A Lei 11.340/06, batizada como Lei Maria da Penha, completa 13 anos nesta quarta-feira (7). Várias ações estão previstas para acontecer em Toledo como forma de homenagear a lei responsável por modificar a forma como se enfrenta – do ponto de vista legal – a questão da violência doméstica e familiar. É inegável ser a Lei Maria da Penha um marco nessa questão. Hoje uma boa parcela da população já ouviu falar da lei, conhece alguém que tenha tido acesso a ela ou então tenha sido punido e também se criou um ambiente favorável para a vítima de violência denunciar o agressor.

Mas, infelizmente, ainda é pouco.
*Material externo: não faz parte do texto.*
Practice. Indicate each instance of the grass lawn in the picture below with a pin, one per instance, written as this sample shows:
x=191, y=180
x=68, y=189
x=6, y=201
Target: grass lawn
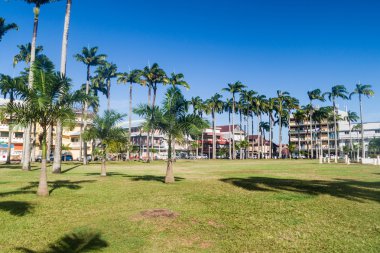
x=215, y=206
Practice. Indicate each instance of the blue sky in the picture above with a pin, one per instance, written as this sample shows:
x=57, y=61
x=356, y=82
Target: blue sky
x=268, y=45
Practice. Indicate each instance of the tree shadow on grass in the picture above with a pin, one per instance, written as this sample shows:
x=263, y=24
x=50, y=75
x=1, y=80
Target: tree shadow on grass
x=16, y=208
x=151, y=178
x=71, y=168
x=53, y=185
x=16, y=166
x=341, y=188
x=78, y=242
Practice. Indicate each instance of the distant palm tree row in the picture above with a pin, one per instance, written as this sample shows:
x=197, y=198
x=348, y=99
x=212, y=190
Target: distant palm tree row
x=330, y=114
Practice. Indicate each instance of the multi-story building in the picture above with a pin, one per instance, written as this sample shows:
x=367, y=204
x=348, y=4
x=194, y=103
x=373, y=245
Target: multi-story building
x=371, y=131
x=70, y=138
x=322, y=135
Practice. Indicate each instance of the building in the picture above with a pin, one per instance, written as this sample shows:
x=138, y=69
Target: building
x=70, y=139
x=323, y=135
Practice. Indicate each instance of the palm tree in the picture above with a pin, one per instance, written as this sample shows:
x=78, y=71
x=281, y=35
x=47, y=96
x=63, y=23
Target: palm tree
x=90, y=58
x=108, y=71
x=133, y=77
x=299, y=117
x=36, y=11
x=106, y=130
x=4, y=28
x=153, y=76
x=351, y=118
x=215, y=104
x=48, y=100
x=362, y=90
x=313, y=95
x=337, y=91
x=234, y=88
x=59, y=129
x=8, y=88
x=173, y=120
x=227, y=107
x=281, y=102
x=24, y=54
x=177, y=80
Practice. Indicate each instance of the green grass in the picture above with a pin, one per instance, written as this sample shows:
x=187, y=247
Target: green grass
x=222, y=206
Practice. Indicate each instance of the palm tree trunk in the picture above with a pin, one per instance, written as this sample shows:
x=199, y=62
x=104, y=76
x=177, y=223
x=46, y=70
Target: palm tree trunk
x=9, y=150
x=49, y=142
x=280, y=134
x=42, y=185
x=59, y=128
x=335, y=134
x=229, y=134
x=103, y=172
x=362, y=127
x=130, y=118
x=233, y=128
x=311, y=154
x=27, y=143
x=109, y=94
x=84, y=116
x=253, y=139
x=213, y=135
x=351, y=146
x=169, y=178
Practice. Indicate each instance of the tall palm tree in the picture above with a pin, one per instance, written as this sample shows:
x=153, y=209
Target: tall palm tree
x=8, y=88
x=4, y=28
x=313, y=95
x=173, y=120
x=59, y=128
x=178, y=80
x=351, y=117
x=90, y=58
x=362, y=90
x=299, y=117
x=108, y=71
x=153, y=75
x=337, y=91
x=47, y=100
x=227, y=107
x=133, y=77
x=24, y=54
x=36, y=11
x=215, y=105
x=106, y=129
x=234, y=88
x=281, y=102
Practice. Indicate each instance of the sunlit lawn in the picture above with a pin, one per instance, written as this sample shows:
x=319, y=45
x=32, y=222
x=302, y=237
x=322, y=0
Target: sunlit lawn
x=218, y=206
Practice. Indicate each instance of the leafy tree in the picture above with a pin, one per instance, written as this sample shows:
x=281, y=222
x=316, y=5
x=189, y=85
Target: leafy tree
x=8, y=88
x=4, y=28
x=48, y=100
x=362, y=90
x=90, y=58
x=133, y=77
x=215, y=105
x=173, y=120
x=337, y=91
x=234, y=88
x=24, y=55
x=107, y=131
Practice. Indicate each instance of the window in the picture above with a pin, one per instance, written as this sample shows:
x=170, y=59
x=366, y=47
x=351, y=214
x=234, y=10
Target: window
x=4, y=134
x=19, y=135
É preciso avançar em políticas públicas de segurança e de conscientização e o caso de um feminicídio esta semana na região é mais uma triste comprovação desta necessidade.

Mais de 1,6 milhão de mulheres foram espancadas ou sofreram tentativa de estrangulamento no Brasil, de acordo com levantamento do Datafolha feito em fevereiro encomendada pela ONG Fórum Brasileiro de Segurança Pública (FBSP) para avaliar o impacto da violência contra as mulheres no Brasil.

Segundo o levantamento, grande parte das mulheres que sofreram violência dizem que o agressor era alguém conhecido (76,4%). Mulheres pretas e pardas são mais vitimadas do que as brancas; as jovens, mais do que as mais velhas.

Mas estes são apenas dados que não revelam, por exemplo, a questão cultural do homem ainda ter o pensamento – retrógrado – que a mulher é uma propriedade sua, como ainda vivêssemos nos tempos da escravidão.

Não resta dúvida de que a Lei Maria da Penha transformou a sociedade. Porém, é necessário caminhar mais. Os serviços públicos de proteção à mulher devem ser melhor divulgados, facilitando-se o acesso a eles, como tem agido em Toledo a Secretaria de Políticas para Mulheres. Desta forma, a mulher será mais informada sobre seus direitos e poderá receber a proteção que é prevista em lei. Muitas vezes a mulher tem medo ou vergonha de denunciar a agressão. Mas isso é necessário, até para que o ciclo de violência seja cortado e para evitar a ocorrência de um resultado mais grave.